The 1966 law spelled out different legal procedures for administrative violations, misdemeanors, and felonies; this system was similar to the one used throughout the country for civilians. The military court system was similar to most Western military court systems but had courts whose size and authority varied according to the level of command. Military personnel had the right of trial before military courts even for common crimes against civilians. This arrangement, however, was under debate in the late 1980s because many civilians doubted military judges' qualifications and the efficacy of the military courts. Military courts also had jurisdiction in cases involving offenses against military personnel and property. Since 1958 the country's state of emergency has entitled the president to refer civilian cases to military courts when the offenses involved issues of national security.
The accused had the right to defense by an officer or by a civilian attorney. Verdicts, announced in open session, were not final until a higher authority approved them. The ultimate authority was the president, who could delegate his authority to the minister of defense or another official. The accused also had the right of appeal. The 1966 law outlawed cruel punishment, such as flogging, and established maximum sentences for various categories of crimes.
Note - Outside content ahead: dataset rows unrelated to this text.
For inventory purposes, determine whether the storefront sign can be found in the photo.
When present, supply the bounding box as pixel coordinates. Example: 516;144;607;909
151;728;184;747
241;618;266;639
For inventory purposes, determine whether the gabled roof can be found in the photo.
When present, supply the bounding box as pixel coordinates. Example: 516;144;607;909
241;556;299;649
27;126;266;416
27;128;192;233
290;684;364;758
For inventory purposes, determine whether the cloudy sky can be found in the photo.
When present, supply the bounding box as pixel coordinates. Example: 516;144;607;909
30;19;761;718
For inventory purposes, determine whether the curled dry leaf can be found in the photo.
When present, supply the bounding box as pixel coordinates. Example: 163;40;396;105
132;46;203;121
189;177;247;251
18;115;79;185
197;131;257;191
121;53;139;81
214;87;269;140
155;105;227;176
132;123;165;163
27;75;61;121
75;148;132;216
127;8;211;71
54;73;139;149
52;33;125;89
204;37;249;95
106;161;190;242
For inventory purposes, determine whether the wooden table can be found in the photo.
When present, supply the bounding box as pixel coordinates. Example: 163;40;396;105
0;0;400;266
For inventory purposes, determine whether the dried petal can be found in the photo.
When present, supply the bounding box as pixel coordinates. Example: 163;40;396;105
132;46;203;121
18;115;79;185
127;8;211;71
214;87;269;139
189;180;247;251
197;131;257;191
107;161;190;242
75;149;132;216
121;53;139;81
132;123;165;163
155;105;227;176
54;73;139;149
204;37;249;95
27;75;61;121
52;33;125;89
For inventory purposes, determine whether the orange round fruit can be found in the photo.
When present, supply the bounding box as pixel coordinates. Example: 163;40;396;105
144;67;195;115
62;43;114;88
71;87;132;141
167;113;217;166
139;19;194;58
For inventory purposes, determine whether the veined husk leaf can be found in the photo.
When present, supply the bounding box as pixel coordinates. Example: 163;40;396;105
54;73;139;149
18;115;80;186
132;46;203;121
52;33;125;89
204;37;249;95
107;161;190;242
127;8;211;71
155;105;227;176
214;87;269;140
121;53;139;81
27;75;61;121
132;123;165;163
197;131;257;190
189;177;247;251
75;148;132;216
The 1966 law authorized the death penalty for treason, murder, and the destruction or sabotage of weapons or equipment of the armed forces. A 1970 amendment to the law defined twelve treasonable offenses that could be punished by execution. These offenses included misconduct before the enemy, surrendering or abandoning installations or troops to the enemy, and giving aid and comfort to the enemy. In addition, abetting any of the twelve treasonable crimes through error or negligence or contributing to dereliction of duty could be sentenced to life imprisonment at hard labor. Confiscation of government property for private use was also punishable by life imprisonment.